" MARIE BATAILLE auteur littérature jeunesse, livres pour enfants, presse, roman feuilleton: Lundi de Pentecôte Ravioli du 28 mai : Heureusement bientôt.

Lundi de Pentecôte Ravioli du 28 mai : Heureusement bientôt.

Photo Claude Degoutte

Heureusement bientôt.

Temps de Mars en Mai puisqu'en Mars temps de Mai...
Mais... Heureusement Bamby le sanglier va rester avec son père adoptif, décision de justice... Non, non il ne s'agit pas du petit faon qui a perdu ses parents dans un incendie de forêt, mais bien d'un sanglier... d'un Bamby made in france, du plat préféré d'Obélix, sans sauce Walt Disney, pas du flan, quoi!                            
          Heureusement il y a le Festival de Cannes et son tapis rouge Hollywood qui scotche des dames et des messieurs habillés comme Ben et Barbie... et la Palme ! Et cette année c'est "Amour" tout un programme pour ces temps obscurs et agités.
        Heureusement le pingouin qui a été kidnappé dans un zoo australien par deux ados gravement imbibés de bière a été sauvé in extrémis par une bonne douche, après avoir été retrouvé le lendemain matin complètement ratatiné et déshydraté dans un coin puant de leur chambre.
     Heureusement il y a aussi tous les jours de la semaine et même le dimanche mes deux petits hommes verts, qui s'affairent sous mes fenêtres pour nettoyer la rue avec des balais verts... Deux espions Martiens qui prétendent être employés de la mairie de Paris... Mais à moi on ne me la fait pas!
       Heureusement qu'il y a Facebook, Internet, Twitter et autre Zombie New Age avec leurs listes de vrais faux amis longue comme une queue de musée du Louvre un week end de Pentecôte et qui me déverse des discussions cacophoniaques comme si j'étais une imprimante de fax.
      Heureusement qu'il y a le tiercé du Grand Prix de Mai.
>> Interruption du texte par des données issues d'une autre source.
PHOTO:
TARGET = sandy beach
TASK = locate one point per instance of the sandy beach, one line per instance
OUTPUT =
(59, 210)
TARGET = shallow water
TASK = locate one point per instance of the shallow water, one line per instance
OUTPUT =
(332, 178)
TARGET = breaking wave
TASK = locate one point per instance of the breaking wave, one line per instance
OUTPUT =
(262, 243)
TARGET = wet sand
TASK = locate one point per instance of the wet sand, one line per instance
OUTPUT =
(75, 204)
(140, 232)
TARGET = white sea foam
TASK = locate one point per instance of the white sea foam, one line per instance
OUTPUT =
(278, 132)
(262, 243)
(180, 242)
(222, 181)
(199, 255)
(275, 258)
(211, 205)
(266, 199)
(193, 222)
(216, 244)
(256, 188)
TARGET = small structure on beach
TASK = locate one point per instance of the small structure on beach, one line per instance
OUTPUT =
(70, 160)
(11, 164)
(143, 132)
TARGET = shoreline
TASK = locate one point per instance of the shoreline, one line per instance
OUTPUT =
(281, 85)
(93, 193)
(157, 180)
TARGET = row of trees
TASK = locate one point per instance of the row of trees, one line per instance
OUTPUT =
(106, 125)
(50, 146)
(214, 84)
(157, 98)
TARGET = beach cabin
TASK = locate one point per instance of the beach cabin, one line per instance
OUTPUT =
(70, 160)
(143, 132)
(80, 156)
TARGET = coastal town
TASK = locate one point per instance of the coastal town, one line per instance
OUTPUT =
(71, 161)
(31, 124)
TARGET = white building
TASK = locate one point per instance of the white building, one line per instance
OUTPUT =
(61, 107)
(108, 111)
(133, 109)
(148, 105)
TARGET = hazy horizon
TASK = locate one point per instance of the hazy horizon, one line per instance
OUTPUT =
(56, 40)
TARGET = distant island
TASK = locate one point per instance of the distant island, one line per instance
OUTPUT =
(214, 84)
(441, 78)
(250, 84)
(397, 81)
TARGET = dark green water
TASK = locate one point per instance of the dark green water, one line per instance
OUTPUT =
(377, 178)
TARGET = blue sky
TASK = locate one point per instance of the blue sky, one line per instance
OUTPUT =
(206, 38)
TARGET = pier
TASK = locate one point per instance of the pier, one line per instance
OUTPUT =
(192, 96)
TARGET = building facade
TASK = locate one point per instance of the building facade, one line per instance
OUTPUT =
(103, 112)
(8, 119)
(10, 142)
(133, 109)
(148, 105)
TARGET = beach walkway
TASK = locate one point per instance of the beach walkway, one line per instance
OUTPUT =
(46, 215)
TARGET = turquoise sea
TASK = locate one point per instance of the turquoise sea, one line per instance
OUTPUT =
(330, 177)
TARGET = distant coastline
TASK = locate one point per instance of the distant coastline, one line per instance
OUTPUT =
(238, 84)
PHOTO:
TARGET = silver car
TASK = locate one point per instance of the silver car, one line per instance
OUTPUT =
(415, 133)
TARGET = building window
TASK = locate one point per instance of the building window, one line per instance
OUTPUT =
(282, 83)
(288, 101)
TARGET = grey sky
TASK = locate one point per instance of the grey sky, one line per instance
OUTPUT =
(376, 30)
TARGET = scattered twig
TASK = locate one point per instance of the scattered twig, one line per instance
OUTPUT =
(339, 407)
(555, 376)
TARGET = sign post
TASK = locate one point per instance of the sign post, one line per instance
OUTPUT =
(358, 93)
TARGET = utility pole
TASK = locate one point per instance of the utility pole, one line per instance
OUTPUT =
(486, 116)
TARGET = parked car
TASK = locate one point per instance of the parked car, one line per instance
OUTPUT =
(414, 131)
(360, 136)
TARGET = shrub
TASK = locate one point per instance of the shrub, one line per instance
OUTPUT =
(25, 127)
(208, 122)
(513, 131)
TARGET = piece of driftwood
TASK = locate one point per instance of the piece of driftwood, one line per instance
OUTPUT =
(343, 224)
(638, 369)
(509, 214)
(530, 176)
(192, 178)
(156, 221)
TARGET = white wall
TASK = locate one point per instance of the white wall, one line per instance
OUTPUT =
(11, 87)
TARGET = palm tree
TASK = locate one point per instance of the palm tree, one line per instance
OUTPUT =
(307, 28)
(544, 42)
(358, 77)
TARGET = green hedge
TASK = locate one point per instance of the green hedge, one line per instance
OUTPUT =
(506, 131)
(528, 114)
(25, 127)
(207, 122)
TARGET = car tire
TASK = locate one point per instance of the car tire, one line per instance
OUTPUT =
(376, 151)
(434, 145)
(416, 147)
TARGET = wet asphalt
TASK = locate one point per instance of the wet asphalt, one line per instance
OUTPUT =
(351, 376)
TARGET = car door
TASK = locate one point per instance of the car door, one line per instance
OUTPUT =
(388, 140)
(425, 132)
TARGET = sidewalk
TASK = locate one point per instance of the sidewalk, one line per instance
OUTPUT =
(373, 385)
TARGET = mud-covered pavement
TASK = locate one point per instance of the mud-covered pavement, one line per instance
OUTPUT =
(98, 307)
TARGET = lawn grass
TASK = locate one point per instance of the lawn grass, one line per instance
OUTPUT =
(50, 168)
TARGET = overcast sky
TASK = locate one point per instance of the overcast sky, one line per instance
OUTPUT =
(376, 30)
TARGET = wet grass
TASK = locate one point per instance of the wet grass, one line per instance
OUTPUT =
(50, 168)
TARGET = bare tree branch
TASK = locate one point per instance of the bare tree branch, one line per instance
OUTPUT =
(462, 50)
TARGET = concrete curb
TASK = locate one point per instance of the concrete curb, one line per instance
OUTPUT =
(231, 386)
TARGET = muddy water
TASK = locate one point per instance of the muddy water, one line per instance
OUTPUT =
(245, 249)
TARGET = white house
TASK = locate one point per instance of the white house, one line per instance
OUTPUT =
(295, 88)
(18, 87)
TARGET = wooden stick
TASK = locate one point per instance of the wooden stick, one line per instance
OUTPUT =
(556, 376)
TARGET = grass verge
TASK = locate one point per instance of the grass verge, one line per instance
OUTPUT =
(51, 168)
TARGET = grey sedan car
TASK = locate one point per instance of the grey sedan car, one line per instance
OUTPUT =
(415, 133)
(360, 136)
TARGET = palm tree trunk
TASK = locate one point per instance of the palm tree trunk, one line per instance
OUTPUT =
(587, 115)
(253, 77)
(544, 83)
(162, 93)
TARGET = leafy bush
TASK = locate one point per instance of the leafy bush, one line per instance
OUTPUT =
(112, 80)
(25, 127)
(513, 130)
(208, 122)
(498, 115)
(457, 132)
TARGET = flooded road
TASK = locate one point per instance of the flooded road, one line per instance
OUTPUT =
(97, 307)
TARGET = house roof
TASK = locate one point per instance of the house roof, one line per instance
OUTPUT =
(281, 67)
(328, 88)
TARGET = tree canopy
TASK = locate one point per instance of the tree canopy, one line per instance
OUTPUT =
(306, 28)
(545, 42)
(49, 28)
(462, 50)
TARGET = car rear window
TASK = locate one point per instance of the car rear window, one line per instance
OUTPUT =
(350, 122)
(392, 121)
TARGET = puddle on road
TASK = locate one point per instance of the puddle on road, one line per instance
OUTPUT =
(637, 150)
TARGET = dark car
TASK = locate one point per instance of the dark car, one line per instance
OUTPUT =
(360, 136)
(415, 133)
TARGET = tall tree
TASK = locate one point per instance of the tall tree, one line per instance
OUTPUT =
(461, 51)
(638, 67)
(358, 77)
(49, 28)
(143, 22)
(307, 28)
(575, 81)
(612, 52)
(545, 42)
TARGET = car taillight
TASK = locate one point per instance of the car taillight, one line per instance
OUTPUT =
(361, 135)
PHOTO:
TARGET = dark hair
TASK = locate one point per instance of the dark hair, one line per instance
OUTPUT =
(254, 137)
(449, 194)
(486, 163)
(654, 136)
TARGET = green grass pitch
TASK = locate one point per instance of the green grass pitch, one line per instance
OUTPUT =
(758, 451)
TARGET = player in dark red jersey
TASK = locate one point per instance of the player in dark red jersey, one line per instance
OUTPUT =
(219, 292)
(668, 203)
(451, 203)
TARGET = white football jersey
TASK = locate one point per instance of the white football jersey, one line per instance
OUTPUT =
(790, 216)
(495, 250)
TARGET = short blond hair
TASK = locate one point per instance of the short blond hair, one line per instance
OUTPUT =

Cette année fallait jouer le 8, le 17 et le 27. Les gagnants ont eu des ponts longs comme le Golden Gate.
        Heureusement qu'il y a Kiki, le chien mascotte du quartier, paralysé des deux pattes arrière à qui on a attelé une sorte de petit sulky à deux roues et qui galope avec ses deux pattes avant, fier et heureux comme le comptoir du Verre Siffleur, le troquet du dimanche.
           Heureusement qu'il s'est mis à faire beau, que du coup les garçons ne mettent plus de chaussettes, que les filles ne portent plus de collants et qu'on se contentera midi et soir d'une petite salade comme les lapins... Et qu'au lit aussi on aura envie de faire les gros lapins.